Model scores varied by reporting metric. AUC was reported in 39 studies, specificity in 38, sensitivity in 37, and accuracy in 31.
The review examined whether study features were tied to performance scores, but prediction horizon, dataset size, disease type, and validation design could confound those comparisons.
Several findings were especially easy to misread:
- Leave-one-out validation: Studies using leave-one-out cross-validation reported higher accuracy, but that does not prove the validation method makes models better.
- Feature engineering: Studies without feature engineering reported higher sensitivity and accuracy, a counterintuitive result likely confounded by methodological differences.
- Downsampling: Downsampling was associated with higher AUC, but class balance and event frequency can change how model metrics behave.
Performance numbers need the full method context. A high accuracy value from a small, internally validated dataset should not be read like a ready clinical tool.
AI Remote Monitoring Models Need External Validation Before Clinical Use
The review also checked whether studies shared code or data. Only 8 studies openly shared algorithm code or anonymized patient data, 18 said code or data could be requested, and 50 studies did not share code or data in the publication.
That limits independent replication. In remote monitoring, replication is not a paperwork issue because device type, sampling frequency, preprocessing, patient adherence, and outcome labeling can all change model behavior.
AI remote monitoring is promising for Parkinson’s disease and other chronic conditions, but the current literature is still method-heavy and validation-light.
Future studies need external validation, interpretable models, clearer reporting, and better attention to privacy and algorithmic fairness. Without those steps, an AI model may look accurate in a paper but fail when patients wear different devices or receive care in different systems.
Citation: DOI: 10.1186/s12911-026-03495-0. Wolber et al. Predicting disease outcomes from remote monitoring using machine learning: a systematic review.
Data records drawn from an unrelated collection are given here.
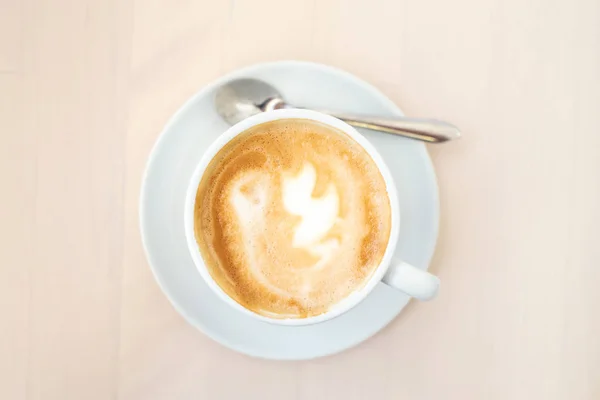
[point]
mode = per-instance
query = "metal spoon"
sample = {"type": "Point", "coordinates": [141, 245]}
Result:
{"type": "Point", "coordinates": [242, 98]}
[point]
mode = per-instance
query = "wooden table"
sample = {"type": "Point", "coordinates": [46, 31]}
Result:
{"type": "Point", "coordinates": [86, 86]}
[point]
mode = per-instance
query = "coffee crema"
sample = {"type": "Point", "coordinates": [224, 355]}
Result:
{"type": "Point", "coordinates": [291, 217]}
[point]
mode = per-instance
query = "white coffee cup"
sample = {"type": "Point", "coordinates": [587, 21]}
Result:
{"type": "Point", "coordinates": [395, 273]}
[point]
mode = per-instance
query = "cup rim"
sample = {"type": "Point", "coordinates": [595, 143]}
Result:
{"type": "Point", "coordinates": [348, 302]}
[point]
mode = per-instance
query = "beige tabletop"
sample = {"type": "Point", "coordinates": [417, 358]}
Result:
{"type": "Point", "coordinates": [87, 85]}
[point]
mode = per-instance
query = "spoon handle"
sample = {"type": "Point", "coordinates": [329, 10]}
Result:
{"type": "Point", "coordinates": [427, 130]}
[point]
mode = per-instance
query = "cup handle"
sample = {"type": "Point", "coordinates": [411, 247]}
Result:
{"type": "Point", "coordinates": [411, 280]}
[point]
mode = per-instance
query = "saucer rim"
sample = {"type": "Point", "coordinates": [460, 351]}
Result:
{"type": "Point", "coordinates": [154, 154]}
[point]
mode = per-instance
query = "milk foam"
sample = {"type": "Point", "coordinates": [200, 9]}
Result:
{"type": "Point", "coordinates": [289, 224]}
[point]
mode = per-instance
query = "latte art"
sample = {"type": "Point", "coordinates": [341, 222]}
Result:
{"type": "Point", "coordinates": [291, 217]}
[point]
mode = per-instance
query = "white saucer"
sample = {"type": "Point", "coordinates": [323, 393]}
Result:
{"type": "Point", "coordinates": [172, 162]}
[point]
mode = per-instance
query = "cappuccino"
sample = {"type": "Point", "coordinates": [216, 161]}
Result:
{"type": "Point", "coordinates": [291, 217]}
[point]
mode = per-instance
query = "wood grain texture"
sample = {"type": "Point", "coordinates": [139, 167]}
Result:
{"type": "Point", "coordinates": [86, 86]}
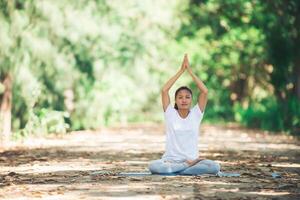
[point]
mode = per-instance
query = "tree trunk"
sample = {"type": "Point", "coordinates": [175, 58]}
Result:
{"type": "Point", "coordinates": [5, 111]}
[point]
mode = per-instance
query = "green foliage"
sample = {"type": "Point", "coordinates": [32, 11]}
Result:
{"type": "Point", "coordinates": [269, 114]}
{"type": "Point", "coordinates": [85, 64]}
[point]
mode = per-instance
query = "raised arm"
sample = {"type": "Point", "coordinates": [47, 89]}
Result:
{"type": "Point", "coordinates": [165, 90]}
{"type": "Point", "coordinates": [202, 99]}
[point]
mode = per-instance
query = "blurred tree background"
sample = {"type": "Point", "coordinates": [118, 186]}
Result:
{"type": "Point", "coordinates": [73, 65]}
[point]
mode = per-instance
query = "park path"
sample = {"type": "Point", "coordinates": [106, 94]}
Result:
{"type": "Point", "coordinates": [85, 165]}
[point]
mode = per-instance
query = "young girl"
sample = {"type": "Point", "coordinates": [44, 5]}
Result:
{"type": "Point", "coordinates": [182, 128]}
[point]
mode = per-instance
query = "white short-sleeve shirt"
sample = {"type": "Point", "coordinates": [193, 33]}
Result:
{"type": "Point", "coordinates": [182, 134]}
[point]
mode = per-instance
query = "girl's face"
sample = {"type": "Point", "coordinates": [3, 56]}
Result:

BMC Medical Informatics and Decision Making. 2026;26:145.
Study Design: PRISMA-guided systematic review of prospective remote-monitoring machine-learning studies.
Sample Size: 76 included studies selected from 6,668 initially identified records.
Key Statistic: 56 of 76 studies, or 73.7%, were classified as high risk of bias.
Caveat: The review summarized heterogeneous prediction studies and did not show that any one model is ready for clinical deployment.